Absolutely vital reminder:
Patents do not automatically equal products which will actually be made.
Patents like this are essentially a company 'bookmarking' a theory so they get first dibs on making it if they later wish to.
Patents are for the business, not for the consumer.
Sometimes companies file patents purely to stop someone else from making something, even if they have no intention of making it themselves.
The vast majority of the time, patents for lens designs simply mean one or two designers sat down with a piece of paper and did the math, with absolutely no concern over whether or not such a thing can actually be produced, let alone will. Canon's designers could draw a 12-800mm f/0.95 Macro IS with built-in 1.4x extender and file a patent with that drawing; that lens still wouldn't get made.
Patents do not mean a product is definitely going to be made.
Patents do not mean a product is already being made.
Patents do not mean a product is anywhere near release.
Products which do get made rarely match their patents 100%.
When a patented lens design does get made there are typically at least a couple of years—but it can be many more—between when the patent is first drawn up and filed and when working prototypes start being seriously tested, and at least another year before a successful version can be mass-produced and sold to the public.
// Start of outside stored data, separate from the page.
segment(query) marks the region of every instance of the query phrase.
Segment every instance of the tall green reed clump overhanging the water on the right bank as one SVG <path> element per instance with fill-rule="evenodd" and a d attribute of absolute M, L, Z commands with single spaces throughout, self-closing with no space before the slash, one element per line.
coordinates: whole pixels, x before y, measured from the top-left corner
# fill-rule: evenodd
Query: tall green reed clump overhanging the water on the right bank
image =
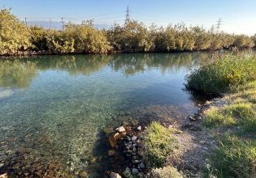
<path fill-rule="evenodd" d="M 193 70 L 187 77 L 189 90 L 219 94 L 256 79 L 255 57 L 226 56 Z"/>

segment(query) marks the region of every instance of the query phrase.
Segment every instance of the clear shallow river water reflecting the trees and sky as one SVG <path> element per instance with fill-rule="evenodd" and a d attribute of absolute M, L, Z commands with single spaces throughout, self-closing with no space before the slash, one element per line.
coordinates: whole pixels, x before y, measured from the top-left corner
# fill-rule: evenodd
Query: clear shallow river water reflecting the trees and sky
<path fill-rule="evenodd" d="M 131 119 L 182 119 L 195 112 L 197 100 L 183 90 L 184 77 L 209 56 L 137 53 L 0 61 L 2 167 L 24 172 L 35 163 L 54 162 L 71 174 L 106 171 L 104 161 L 90 163 L 94 157 L 107 162 L 102 130 Z"/>

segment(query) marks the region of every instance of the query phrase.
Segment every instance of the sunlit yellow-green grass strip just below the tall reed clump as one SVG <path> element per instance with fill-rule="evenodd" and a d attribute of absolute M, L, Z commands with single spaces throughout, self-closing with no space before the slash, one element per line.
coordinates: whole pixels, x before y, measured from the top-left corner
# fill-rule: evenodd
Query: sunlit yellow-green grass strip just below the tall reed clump
<path fill-rule="evenodd" d="M 206 110 L 204 125 L 206 127 L 240 126 L 245 134 L 256 134 L 255 93 L 256 83 L 249 83 L 241 87 L 241 91 L 228 95 L 225 99 L 228 105 Z"/>

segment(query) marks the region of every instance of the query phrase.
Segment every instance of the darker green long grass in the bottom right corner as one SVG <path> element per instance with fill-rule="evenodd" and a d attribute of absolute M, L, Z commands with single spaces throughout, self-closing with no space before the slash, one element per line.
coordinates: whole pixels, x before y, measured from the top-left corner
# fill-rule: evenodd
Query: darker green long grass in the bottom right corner
<path fill-rule="evenodd" d="M 255 177 L 256 142 L 226 135 L 213 151 L 210 163 L 218 177 Z"/>

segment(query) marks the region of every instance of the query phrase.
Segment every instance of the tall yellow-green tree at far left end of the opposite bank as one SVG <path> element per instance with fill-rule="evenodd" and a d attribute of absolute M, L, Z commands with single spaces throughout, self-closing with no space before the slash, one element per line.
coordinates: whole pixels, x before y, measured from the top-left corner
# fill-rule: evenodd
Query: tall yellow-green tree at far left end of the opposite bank
<path fill-rule="evenodd" d="M 28 49 L 29 34 L 24 23 L 8 9 L 0 9 L 0 19 L 0 54 L 13 54 Z"/>

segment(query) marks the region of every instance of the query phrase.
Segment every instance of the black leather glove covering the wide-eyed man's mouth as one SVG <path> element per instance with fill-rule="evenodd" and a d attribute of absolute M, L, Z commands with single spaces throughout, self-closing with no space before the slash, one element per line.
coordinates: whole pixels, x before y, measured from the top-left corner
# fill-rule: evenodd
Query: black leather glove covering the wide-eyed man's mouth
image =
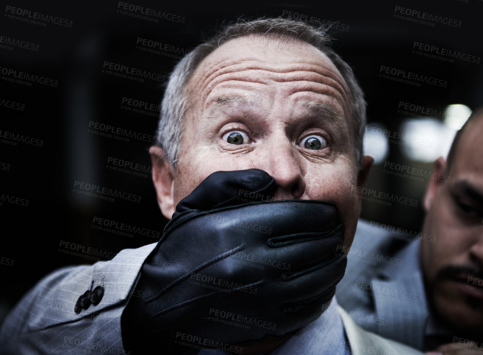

Faster zooms are great and the 28-70 f/2 is already the thing which is selling me on the R system over any other mirrorless system; a 28-105mm f/2 has been my dream lens since as long as I can remember and the idea that f/1.4 zooms may exist within the foreseeable future is extremely exciting. However, a patent is a patent; a patent is not a product. Canon have filed hundreds of lens design patents over the years for lenses which never even had prototypes made. (The 28mm f/1.4L being my personal favourite never-to-be Canon patent.)